Prevailing atau Nailed Down? Menimbang Formula Pajak yang Paling Tepat untuk Pertambangan
Berita

Prevailing atau Nailed Down? Menimbang Formula Pajak yang Paling Tepat untuk Pertambangan

Skema pungutan pajak tidak tetap membutuhkan kestabilan politik dan kepastian hukum.

Oleh:
Fitri N. Heriani
Bacaan 2 Menit
Ilustrasi kegiatan usaha pertambangan minerba. Foto: RES
Ilustrasi kegiatan usaha pertambangan minerba. Foto: RES

Penerimaan pajak dari sektor pertambangan mengalami tren peningkatan di tahun 2018. Pajak dari sektor pertambangan tumbuh sebesar 39,9 persen, paling tinggi dibanding  sektor lain. Di tengah kabar baik itu muncul perdebatan mengenai formula pajak yang lebih pas untuk diterapkan di sektor pertambangan, khususnya ketika muncul kasus Freeport. Opsinya bisa pajak tidak tetap (prevailing), atau pajak yang bersifat tetap hingga masa izin usaha habis (nailed down).

 

Dalam rezim Izin Usaha Pertambangan (IUP), skema pemungutan pajak di Indonesia saat ini menggunakan skema prevailing. Skema ini menerapkan pemungutan pajak yang lebih dinamis karena berdasarkan peraturan yang berlaku dari waktu ke waktu. Saat ini, tarif PPh Badan dalam skema prevailing adalah 25 persen sesuai UU No. 4 Tahun 2009 tentang Mineral dan Batubara.

 

Pemerhati Perpajakan Yustinus Prastowo berpendapat penerapan skema prevailing dalam pemungutan pajak sektor pertambangan dinilai sudah ketinggalan zaman.

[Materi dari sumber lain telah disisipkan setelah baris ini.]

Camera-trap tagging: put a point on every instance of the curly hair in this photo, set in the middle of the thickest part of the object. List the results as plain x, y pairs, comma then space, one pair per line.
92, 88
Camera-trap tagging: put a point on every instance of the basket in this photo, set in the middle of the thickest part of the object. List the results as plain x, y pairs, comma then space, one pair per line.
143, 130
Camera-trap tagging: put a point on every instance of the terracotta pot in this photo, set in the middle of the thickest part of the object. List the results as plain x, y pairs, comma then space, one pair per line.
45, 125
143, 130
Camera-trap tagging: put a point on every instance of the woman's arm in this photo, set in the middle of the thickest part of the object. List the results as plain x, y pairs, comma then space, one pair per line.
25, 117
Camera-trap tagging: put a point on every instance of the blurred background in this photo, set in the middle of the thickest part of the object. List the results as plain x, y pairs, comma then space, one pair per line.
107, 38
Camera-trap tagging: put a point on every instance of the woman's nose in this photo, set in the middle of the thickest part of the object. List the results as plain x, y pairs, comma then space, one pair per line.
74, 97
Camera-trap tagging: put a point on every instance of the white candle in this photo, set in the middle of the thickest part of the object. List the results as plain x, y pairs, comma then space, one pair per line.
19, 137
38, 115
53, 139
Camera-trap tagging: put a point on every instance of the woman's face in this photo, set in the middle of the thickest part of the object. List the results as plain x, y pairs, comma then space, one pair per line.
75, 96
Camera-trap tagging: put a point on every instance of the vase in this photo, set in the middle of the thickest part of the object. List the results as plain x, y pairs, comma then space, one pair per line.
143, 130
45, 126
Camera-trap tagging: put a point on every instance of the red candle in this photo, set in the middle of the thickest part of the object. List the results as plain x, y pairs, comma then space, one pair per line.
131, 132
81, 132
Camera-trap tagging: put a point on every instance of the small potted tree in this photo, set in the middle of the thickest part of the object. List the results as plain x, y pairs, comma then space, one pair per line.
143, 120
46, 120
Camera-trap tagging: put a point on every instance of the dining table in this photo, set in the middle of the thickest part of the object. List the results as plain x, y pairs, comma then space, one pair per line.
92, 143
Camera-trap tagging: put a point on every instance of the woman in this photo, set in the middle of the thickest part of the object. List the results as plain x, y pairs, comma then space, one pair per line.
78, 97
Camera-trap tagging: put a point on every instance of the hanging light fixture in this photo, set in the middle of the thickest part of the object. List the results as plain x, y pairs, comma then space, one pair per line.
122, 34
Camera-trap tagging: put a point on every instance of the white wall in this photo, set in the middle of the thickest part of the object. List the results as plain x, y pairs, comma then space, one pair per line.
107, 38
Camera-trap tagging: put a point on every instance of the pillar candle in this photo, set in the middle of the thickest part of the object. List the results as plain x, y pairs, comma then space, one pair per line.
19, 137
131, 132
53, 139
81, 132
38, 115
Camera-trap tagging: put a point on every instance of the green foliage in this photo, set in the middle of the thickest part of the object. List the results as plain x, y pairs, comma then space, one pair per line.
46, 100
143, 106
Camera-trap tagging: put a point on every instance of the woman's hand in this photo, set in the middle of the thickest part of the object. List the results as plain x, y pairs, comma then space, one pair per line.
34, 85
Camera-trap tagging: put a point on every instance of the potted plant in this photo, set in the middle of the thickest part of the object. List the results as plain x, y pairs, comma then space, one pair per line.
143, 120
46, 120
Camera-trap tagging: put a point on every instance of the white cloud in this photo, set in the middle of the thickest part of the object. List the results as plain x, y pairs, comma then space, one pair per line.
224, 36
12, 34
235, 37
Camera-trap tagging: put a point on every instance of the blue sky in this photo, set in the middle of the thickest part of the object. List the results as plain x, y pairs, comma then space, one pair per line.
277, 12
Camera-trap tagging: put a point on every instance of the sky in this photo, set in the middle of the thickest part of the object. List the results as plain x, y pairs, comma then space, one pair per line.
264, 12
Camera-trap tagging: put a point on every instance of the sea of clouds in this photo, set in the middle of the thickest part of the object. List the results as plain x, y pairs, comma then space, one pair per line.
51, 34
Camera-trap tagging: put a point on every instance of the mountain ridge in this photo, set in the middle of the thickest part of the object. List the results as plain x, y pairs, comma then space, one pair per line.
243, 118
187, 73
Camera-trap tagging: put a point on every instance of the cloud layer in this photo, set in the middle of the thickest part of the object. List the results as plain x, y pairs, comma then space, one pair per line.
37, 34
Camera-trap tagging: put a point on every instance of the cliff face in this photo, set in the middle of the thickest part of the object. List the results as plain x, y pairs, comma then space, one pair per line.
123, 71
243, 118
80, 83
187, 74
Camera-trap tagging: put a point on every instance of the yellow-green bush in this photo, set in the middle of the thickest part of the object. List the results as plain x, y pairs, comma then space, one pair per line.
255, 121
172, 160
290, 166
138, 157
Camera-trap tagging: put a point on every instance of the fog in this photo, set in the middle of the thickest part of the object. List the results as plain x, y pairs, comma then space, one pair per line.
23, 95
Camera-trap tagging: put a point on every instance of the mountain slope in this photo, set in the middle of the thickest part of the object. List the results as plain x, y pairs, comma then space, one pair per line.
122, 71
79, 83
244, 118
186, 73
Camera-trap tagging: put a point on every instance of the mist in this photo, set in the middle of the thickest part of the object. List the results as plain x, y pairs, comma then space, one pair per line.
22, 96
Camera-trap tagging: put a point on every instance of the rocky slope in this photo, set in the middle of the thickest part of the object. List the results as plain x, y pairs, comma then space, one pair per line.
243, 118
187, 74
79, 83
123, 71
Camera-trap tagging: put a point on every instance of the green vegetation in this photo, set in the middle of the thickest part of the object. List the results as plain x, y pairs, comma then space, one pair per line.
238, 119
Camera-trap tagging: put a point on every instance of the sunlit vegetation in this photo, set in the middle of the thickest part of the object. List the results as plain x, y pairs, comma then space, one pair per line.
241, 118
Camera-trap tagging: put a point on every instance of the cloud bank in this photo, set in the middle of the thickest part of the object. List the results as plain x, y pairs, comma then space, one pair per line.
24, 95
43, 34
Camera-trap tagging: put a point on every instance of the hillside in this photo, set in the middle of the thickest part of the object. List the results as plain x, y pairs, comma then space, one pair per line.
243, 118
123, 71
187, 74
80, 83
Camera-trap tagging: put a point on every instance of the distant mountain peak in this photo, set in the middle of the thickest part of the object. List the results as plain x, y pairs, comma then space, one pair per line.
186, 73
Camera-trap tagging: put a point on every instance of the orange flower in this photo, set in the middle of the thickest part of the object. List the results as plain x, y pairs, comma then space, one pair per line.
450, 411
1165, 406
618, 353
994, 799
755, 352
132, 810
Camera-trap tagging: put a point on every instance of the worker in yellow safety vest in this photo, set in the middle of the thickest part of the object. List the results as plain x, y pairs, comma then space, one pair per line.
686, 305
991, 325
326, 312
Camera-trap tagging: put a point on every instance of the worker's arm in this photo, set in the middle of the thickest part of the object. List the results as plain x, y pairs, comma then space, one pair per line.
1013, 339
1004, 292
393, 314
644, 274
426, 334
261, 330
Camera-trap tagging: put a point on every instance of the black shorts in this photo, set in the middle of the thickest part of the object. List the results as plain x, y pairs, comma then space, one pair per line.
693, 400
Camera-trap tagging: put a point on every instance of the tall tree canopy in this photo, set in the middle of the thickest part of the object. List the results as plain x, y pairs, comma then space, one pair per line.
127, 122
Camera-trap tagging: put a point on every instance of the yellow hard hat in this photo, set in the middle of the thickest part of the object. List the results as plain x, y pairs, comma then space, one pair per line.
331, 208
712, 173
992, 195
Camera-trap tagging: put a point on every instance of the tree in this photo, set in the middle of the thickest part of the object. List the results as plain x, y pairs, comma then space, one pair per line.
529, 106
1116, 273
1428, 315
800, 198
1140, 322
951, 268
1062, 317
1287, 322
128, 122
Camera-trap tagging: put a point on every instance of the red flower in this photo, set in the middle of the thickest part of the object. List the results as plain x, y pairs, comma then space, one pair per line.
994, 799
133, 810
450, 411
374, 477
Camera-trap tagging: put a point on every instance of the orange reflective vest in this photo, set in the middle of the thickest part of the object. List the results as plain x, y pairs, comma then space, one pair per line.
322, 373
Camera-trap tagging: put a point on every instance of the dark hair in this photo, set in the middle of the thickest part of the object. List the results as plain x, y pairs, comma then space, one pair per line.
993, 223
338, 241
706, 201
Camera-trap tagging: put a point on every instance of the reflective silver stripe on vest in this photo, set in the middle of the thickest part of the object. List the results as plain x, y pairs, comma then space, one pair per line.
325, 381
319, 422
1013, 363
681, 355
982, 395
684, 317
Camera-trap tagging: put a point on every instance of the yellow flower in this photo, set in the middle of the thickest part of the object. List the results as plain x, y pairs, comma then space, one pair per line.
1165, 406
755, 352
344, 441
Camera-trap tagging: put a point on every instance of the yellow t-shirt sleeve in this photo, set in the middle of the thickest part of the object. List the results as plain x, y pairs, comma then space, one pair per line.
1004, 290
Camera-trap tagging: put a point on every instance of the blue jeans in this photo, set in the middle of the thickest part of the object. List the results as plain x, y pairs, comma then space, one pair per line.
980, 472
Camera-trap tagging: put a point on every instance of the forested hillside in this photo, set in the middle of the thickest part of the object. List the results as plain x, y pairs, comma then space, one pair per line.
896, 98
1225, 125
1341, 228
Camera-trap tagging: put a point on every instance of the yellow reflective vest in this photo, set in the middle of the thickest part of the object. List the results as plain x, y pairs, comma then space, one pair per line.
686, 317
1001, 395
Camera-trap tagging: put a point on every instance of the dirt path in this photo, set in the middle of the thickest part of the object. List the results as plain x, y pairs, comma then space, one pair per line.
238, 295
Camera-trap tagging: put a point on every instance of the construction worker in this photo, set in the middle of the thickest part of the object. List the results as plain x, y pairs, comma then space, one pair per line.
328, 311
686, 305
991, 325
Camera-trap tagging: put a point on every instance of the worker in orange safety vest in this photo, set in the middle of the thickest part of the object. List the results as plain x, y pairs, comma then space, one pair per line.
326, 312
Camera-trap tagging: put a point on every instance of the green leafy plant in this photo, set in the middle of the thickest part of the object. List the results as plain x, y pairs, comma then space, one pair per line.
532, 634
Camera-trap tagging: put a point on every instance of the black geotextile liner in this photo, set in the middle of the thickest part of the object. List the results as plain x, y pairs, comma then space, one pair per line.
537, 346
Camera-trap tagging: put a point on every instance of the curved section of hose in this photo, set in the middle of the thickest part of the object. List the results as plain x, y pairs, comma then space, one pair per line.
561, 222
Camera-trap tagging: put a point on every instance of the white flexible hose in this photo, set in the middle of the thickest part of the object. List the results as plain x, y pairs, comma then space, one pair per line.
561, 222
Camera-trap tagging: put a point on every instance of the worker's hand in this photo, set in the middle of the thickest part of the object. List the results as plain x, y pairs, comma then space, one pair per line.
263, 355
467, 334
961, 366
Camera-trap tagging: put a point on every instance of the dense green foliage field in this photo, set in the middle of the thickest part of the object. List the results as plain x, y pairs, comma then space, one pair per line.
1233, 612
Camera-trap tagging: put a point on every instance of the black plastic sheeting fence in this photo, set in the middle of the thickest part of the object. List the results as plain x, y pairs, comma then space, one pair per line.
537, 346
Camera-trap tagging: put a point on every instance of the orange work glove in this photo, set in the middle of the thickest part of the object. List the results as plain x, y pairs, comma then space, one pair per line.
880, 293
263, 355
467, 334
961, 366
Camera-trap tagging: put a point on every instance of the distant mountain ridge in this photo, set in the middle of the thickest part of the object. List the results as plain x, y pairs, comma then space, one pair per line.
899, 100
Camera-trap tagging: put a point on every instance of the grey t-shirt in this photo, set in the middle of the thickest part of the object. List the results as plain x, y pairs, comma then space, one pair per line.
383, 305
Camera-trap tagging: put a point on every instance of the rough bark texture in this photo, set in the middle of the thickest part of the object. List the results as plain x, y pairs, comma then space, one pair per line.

Skema ini memang sempat menjadi pilihan utama perpajakan di tahun 1990-an. Tetapi jika melihat kemungkinan kebijakan perpajakan ke masa depan, skema prevailing justru akan merugikan negara. “Sekarang ini sudah ada kemungkinan kalau di masa depan itu pajak bakal zero percent. Kalau skema prevailing, ya artinya negara rugi,” kata Yustinus dalam sebuah diksusi di Jakarta, Rabu (09/5).

 

(Baca juga: IUP yang Tak Penuhi Syarat Permen ESDM 48/2017 Bakal Dibekukan)

 

Dalam konteks ini, Yustinus menilai skema pemungutan pajak yang harusnya diterapkan oleh pemerintah adalah nailed down, terutama bagi pelaku usaha pemegang Kontrak Karya/Perjanjian Karya/PKP2B. Skema ini, lanjutnya, bersifat statis. Pemungutan pajak dilakukan berdasarkan peraturan yang berlaku pada saat ditandatanganinya kontrak atau saat perizinan diberikan.

 

Bagaimana jika saat kontrak sudah berjalan, lalu pemerintah menerbitkan aturan yang justru menaikkan tarif PPh Badan? Apakah negara akan merugi jika menerapkan skema nailed down? Menurut Yustinus, skema nailed down memberikan win win solution bagi kedua belah pihak yang berkontrak. Asalkan, kontrak harus memberikan ruang untuk negosiasi ulang jika hal tersebut diperlukan. Klausul negosiasi tersebut, lanjutnya, diutamakan untuk pemerintah jika terdapat perubahan yang signifikan dalam penerimaan negara.

 

“Kalau dulu tahun 1990-an, skema yang digunakan prevailing. Waktu itu besaran pajak PPh Badan sebesar 35 persen. Sekarang menjadi 25 persen karena muncul varian-varian pajak. Nah jika menggunakan konsep nailed down, misalkan suatu saat pajak PPh Badan menjadi nol persen, mereka (pelaku usaha) tetap bayar 25 persen sesuai isi kontrak. Tetapi kalau prevailing, ya mereka jadinya bayar nol persen,” lanjutnya.

 

Namun persoalannya, saat ini Indonesia sudah memasuki rezim Izin Usaha Pertambangan (IUP). Dalam rezim ini, prinsip ketentuan hukum yang diterapkan adalah prevailing law. Dalam konsep prevailing, pemerintah telah berencana menurunkan tarif PPh Badan menjadi 17 persen, tetapi disertai dengan jenis pungutan yang cukup beragam, misalnya royalti.